Using Donated Materials
For most designers, working within the constraints of a global pandemic would be a challenge — but not for Rubens. The “people and planet positive knitwear” designer made it work, creating her signature pastiche designs using old clothing and bed sheets donated to her by friends and family on a sewing machine borrowed from a neighbour.
Sustainability is More Than a Buzzword
All her work is suffused with an ethical spirit of sustainability — and not in the marketing doublespeak way that greenwashes oil-based plastics as a sustainable alternative to leather or deems artificial fibres that leech microplastic into oceans as virtuous thanks to their origin as “recycled plastic bottles.” Rather, her decidedly freaky designs are the result of a process that carefully analyzes each step of the manufacturing process.
At the moment, she’s collaborating with Post Carbon Lab on a collection of photosynthesizing garments. “They’ll be alive and breathing and they turn green and you have to take care of them like plants,” she says.
Becoming a Fashion Designer
Fashion has always been a way out for Rubens. “I was a total weirdo in high school,” she tells me. A self-described outcast skater punk, she found her purpose in life after modeling in her high school’s fashion show in 11th grade. “It was kind of a joke because I’m like 5”3, but after that I realized I wanted to do this my whole life.”
In 2016, she participated in an Aveda competition called ‘In Your Jeans’ where she was tasked with creating a couture look out of upcycled denim. Rubens took apart 15 pairs of jeans and used the fibres to knit a sweater which clinched the winning title. Since then, she’s continued to receive accolades well beyond her years. In 2018 she was awarded the Suzanne Rogers Fellowship, a generous grant that covered tuition for her to study at the London College of Fashion. Last year she clinched the Responsible Fashion Award at the 2020 International Talent Support competition.

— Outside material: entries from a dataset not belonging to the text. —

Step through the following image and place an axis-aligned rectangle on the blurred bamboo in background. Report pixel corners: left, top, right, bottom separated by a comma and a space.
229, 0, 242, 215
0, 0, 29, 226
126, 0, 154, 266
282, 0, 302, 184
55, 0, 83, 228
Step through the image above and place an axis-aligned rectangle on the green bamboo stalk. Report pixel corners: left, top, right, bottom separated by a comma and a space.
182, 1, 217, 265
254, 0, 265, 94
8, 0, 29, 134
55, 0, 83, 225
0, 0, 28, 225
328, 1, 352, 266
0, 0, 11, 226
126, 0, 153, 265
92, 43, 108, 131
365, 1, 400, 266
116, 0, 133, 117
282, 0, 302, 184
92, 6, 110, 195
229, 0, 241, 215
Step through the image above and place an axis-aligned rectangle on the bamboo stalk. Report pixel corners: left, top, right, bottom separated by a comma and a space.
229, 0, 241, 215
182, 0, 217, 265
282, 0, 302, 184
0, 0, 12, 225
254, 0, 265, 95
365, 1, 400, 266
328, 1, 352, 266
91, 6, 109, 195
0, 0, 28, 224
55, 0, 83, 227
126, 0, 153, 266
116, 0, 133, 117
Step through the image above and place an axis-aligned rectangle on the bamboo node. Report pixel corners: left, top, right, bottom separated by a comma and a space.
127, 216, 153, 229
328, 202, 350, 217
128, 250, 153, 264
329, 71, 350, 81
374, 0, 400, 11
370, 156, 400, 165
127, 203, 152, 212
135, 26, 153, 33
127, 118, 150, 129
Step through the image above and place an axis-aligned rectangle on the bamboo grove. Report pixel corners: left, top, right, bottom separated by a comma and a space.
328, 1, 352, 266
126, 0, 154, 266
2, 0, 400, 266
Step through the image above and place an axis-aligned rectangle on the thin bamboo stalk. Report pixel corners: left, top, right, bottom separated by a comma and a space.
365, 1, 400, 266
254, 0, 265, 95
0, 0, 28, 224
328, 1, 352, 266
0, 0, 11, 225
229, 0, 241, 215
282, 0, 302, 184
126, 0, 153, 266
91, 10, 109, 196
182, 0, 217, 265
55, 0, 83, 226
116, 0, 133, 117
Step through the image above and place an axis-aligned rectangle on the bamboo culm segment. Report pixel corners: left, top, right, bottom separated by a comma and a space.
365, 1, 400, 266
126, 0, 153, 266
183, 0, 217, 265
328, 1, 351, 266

The Fashion Industry’s Waste Problem
“Once you know things you can’t unknow them,” she says of the fashion industry’s well-known waste problem. By nature, Rubens’ painstakingly-crafted designs are irreproducible on a large scale. Though many sustainable fashion advocates argue that the most sustainable choice of all is to not produce anything new, Rubens fights against that logic, maintaining that creation can be a form of radical optimism.
“I don’t think it’s responsible to stand by and say don’t buy anything,” she says. “That’s not how the world works. I think we can keep making [clothes] but we need to figure out better ways of it being circular, waste solutions, replacing fast fashion garments that decompose or even garments we grow ourselves.”
Rubens is living proof that big cities don’t have the monopoly on big ideas. With her idealism, innovative spirit, and can-do attitude, there’s no reason why this talented Canadian can’t change the world.
She is a maximalist, and has an extensive collection of both band tees and black ankle boots.